Correlation analysis helps to understand the direction and degree of association between variables, and it suggests whether one variable can be used to predict another. Of the different metrics to measure correlation, Pearson’s correlation coefficient is the most popular. It measures the linear relationship between two variables.

Correlation coefficients range from −1 to 1.

- If r = 0, there is no linear relationship between the variables.
- The sign of r indicates the direction of the relationship:
- If r < 0, there is a negative linear correlation. If r > 0, there is a positive linear correlation.

The absolute value of r describes the strength of the relationship: - If |r| ≤ 0.5, there is a weak linear correlation.
- If |r| > 0.5, there is a strong linear correlation.
- If |r| = 1, there is a perfect linear correlation.

When the correlation is strong, the data points on a scatter plot will be close together (tight). The closer r is to −1 or 1, the stronger the relationship. - −1 Strong inverse relationship
- +1 Strong direct relationship

When the correlation is weak, the data points are spread apart more (loose). The closer the correlation is to 0, the weaker the relationship.

*Fig 1.0 Examples of Types of Correlation*

This Figure demonstrates the relationships between variables as the Pearson r value ranges from 1 to 0 and to −1. Notice that at −1 and 1 the points form a perfectly straight line.

- At 0 the data points are completely random.
- At 0.8 and −0.8, notice how you can see a directional relationship, but there is some noise around where a line would be.
- At 0.4 and −0.4, it looks like the scattering of data points is leaning to one direction or the other, but it is more difficult to see a relationship because of all the noise.

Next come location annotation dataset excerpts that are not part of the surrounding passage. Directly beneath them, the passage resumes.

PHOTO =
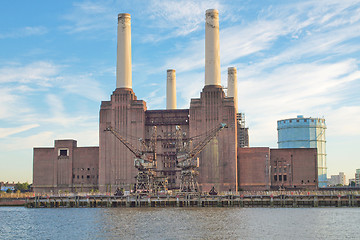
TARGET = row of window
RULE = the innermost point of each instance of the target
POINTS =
(304, 120)
(280, 178)
(280, 170)
(84, 169)
(169, 164)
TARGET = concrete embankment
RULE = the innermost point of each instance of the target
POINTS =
(197, 200)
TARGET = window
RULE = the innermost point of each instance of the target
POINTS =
(64, 152)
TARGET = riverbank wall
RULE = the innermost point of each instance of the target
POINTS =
(196, 200)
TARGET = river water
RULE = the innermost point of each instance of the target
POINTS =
(180, 223)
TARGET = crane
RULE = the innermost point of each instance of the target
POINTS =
(145, 161)
(187, 160)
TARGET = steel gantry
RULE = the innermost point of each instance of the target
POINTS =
(187, 158)
(147, 180)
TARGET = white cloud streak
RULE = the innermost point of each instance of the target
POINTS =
(24, 32)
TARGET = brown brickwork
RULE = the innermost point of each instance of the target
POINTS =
(218, 164)
(254, 168)
(126, 114)
(65, 167)
(294, 168)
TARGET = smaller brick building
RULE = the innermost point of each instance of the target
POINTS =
(264, 168)
(65, 167)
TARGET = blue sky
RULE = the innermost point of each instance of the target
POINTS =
(58, 60)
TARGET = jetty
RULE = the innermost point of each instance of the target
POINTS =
(293, 200)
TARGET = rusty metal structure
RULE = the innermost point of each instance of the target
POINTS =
(147, 179)
(187, 158)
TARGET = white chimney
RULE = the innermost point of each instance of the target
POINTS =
(171, 89)
(232, 85)
(123, 67)
(212, 48)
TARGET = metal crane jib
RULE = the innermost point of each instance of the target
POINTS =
(142, 164)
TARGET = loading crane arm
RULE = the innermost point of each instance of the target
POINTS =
(127, 144)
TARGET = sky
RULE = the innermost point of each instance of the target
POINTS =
(58, 62)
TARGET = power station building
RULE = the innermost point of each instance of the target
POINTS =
(303, 132)
(226, 163)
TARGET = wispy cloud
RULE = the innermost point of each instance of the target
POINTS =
(24, 32)
(90, 16)
(40, 73)
(5, 132)
(181, 17)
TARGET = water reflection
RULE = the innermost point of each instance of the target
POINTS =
(179, 223)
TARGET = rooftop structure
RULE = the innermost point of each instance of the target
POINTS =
(304, 132)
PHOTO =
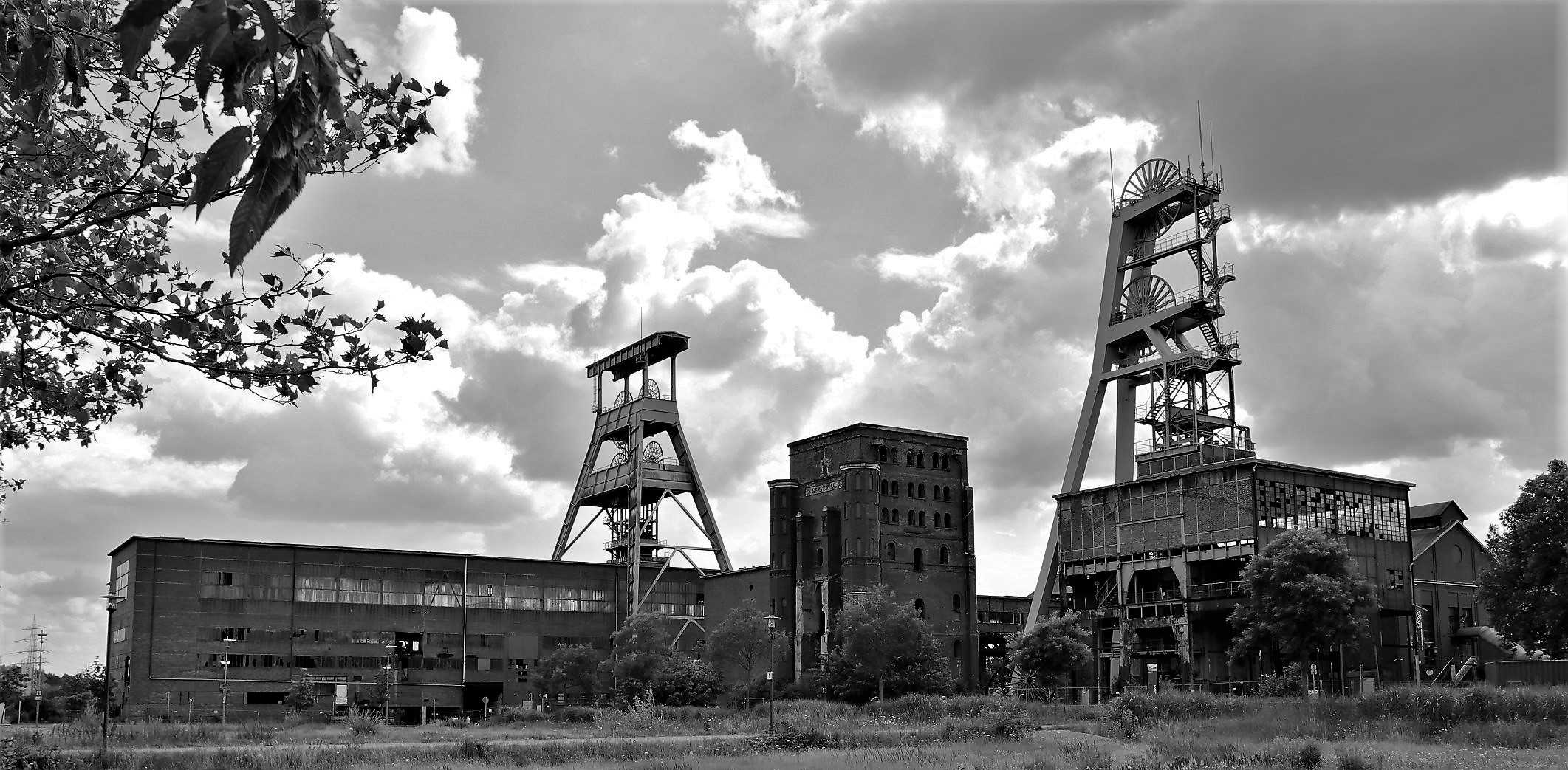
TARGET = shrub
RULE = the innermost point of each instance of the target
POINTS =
(473, 749)
(1302, 754)
(789, 738)
(1283, 686)
(1007, 722)
(515, 714)
(575, 714)
(1347, 761)
(363, 722)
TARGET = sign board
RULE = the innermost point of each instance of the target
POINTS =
(822, 488)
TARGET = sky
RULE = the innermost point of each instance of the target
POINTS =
(889, 213)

Pearson’s correlation coefficient is only sensitive to the linear dependence between two variables. It is possible that two variables have a perfect non-linear relationship when the correlation coefficient is low. Notice the scatter plots below with correlation equal to 0. There are clearly relationships but they are not linear and therefore cannot be determined with Pearson’s correlation coefficient.

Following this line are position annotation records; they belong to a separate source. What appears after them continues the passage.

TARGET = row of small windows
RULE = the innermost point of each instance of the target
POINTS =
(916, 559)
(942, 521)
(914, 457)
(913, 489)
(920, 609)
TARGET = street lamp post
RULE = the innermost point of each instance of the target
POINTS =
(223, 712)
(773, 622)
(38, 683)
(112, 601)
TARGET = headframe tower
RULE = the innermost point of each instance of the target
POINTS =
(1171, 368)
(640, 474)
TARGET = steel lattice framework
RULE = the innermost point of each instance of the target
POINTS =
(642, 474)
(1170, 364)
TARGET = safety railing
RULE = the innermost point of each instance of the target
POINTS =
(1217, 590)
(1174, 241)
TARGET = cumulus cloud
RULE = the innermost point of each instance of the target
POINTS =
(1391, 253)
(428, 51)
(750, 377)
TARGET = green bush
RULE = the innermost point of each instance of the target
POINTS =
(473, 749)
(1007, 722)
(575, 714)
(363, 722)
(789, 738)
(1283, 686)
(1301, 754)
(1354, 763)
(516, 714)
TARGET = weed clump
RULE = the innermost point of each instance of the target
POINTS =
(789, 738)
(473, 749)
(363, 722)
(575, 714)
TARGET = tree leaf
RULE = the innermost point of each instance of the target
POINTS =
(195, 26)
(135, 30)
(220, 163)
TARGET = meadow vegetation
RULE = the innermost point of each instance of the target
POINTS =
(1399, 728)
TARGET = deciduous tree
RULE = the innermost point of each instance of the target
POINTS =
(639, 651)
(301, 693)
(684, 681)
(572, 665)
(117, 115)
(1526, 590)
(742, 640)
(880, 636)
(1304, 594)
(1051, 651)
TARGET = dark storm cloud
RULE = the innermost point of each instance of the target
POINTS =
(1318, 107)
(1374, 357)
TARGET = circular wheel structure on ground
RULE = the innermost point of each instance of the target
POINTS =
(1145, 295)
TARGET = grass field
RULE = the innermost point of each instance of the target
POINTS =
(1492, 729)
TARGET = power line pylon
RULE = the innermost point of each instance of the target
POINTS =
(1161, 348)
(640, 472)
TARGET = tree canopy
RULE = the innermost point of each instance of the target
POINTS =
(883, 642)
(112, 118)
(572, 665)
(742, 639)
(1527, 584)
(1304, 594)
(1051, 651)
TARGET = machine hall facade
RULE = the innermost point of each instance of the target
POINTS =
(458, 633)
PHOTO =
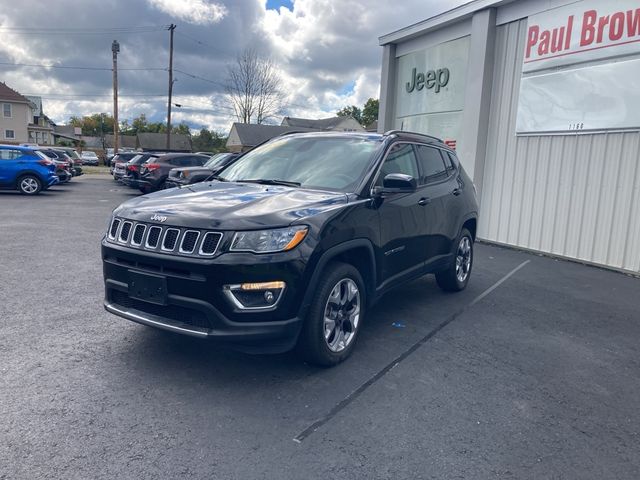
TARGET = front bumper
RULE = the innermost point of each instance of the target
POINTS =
(195, 302)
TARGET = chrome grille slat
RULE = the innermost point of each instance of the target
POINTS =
(189, 241)
(170, 239)
(210, 243)
(165, 239)
(153, 237)
(138, 234)
(125, 231)
(113, 230)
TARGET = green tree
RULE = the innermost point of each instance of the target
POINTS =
(182, 128)
(209, 141)
(370, 111)
(93, 125)
(365, 116)
(351, 111)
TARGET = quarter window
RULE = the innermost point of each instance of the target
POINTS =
(432, 165)
(451, 163)
(401, 159)
(6, 154)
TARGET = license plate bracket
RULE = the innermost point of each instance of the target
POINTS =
(148, 287)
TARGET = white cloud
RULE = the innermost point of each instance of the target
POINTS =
(199, 12)
(326, 50)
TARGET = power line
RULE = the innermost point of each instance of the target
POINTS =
(195, 40)
(199, 78)
(68, 67)
(83, 31)
(212, 108)
(81, 95)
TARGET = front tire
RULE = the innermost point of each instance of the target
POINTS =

*Fig 1. 1 Examples of Types of Relationships*

Correlation does not imply causation.

If variable A is highly correlated with variable B, it does not necessarily mean A causes B or vice versa. It is possible that an unknown third variable C is causing both A and B to change. For example, if ice cream sales at the beach are highly correlated with the number of shark attacks, it does not imply that increased ice cream sales cause increased shark attacks. They are triggered by a third factor: summer.

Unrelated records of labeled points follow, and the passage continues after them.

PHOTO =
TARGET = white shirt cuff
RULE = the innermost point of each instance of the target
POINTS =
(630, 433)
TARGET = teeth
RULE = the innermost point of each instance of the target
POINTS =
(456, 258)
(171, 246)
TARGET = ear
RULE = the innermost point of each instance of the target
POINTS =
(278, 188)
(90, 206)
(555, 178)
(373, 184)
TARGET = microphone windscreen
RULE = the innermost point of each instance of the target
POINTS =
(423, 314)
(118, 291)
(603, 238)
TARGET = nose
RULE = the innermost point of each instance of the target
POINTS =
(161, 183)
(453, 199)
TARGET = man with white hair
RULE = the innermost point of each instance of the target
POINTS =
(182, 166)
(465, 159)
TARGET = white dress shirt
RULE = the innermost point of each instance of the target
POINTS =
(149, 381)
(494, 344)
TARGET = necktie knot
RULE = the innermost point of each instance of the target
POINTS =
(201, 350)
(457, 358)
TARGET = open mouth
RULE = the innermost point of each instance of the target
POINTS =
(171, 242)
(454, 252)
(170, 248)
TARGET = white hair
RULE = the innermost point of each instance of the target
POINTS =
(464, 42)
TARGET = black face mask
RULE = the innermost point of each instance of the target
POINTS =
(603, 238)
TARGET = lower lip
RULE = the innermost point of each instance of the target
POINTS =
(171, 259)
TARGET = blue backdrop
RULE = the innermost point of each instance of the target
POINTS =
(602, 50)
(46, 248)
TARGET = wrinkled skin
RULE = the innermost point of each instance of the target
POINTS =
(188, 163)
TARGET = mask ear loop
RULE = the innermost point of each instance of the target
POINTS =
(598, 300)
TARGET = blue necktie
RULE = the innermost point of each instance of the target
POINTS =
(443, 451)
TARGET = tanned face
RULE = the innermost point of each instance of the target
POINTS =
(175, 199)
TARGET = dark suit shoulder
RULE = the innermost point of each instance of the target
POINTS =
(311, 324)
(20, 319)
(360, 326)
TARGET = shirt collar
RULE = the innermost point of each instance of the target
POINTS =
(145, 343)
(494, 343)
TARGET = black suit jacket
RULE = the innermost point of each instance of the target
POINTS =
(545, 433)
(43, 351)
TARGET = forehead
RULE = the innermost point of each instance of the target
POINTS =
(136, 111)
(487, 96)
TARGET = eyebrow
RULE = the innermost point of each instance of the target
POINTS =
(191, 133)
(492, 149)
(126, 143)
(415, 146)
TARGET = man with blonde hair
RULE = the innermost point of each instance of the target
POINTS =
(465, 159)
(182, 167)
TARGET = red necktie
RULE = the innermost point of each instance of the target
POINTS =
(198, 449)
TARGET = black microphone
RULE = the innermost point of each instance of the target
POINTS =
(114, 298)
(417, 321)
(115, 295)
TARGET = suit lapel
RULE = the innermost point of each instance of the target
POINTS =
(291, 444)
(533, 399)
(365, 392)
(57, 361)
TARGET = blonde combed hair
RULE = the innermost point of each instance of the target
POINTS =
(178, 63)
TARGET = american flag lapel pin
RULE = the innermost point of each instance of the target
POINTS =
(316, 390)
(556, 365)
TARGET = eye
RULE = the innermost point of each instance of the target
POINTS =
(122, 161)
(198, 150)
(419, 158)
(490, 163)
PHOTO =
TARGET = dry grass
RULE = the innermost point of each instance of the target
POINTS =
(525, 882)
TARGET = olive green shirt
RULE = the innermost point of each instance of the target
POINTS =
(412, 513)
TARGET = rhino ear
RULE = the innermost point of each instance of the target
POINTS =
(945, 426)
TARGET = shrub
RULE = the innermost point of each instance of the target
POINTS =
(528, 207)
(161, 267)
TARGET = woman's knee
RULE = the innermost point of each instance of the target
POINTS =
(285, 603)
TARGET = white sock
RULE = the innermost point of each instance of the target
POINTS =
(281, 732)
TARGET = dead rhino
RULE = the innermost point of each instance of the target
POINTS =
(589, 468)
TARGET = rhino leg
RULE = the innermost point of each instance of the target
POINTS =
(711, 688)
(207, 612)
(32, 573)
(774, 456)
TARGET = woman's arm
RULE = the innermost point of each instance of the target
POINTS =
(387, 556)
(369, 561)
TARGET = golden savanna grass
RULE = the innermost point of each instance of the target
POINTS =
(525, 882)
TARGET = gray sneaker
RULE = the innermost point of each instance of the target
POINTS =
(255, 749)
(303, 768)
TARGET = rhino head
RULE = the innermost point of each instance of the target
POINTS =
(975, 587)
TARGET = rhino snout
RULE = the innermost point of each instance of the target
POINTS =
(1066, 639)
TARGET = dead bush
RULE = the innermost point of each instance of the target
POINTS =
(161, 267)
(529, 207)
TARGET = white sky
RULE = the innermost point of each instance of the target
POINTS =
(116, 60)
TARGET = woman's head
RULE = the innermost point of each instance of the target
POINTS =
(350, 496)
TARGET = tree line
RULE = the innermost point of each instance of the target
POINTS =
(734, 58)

This example demonstrates a common mistake that people make: assuming causation when they see correlation. In this example, it is hot weather that is a common factor. As the weather is hotter, more people consume ice cream and more people swim in the ocean, making them susceptible to shark attacks.

If two variables are independent, the correlation coefficient is zero.

WARNING! If the correlation coefficient of two variables is zero, it does not imply they are independent. The correlation coefficient only indicates the linear dependence between two variables. When variables are non-linearly related, they are not independent of each other but their correlation coefficient could be zero.

The correlation coefficient indicates the direction and strength of the linear dependence between two variables but it does not cover all the existing relationship patterns. With the same correlation coefficient, two variables might have completely different dependence patterns. A scatter plot or X-Y diagram can help to discover and understand additional characteristics of the relationship between variables. The correlation coefficient is not a replacement for examining the scatter plot to study the variables’ relationship.

The correlation coefficient by itself does not tell us everything about the relationship between two variables. Two relationships could have the same correlation coefficient, but completely different patterns.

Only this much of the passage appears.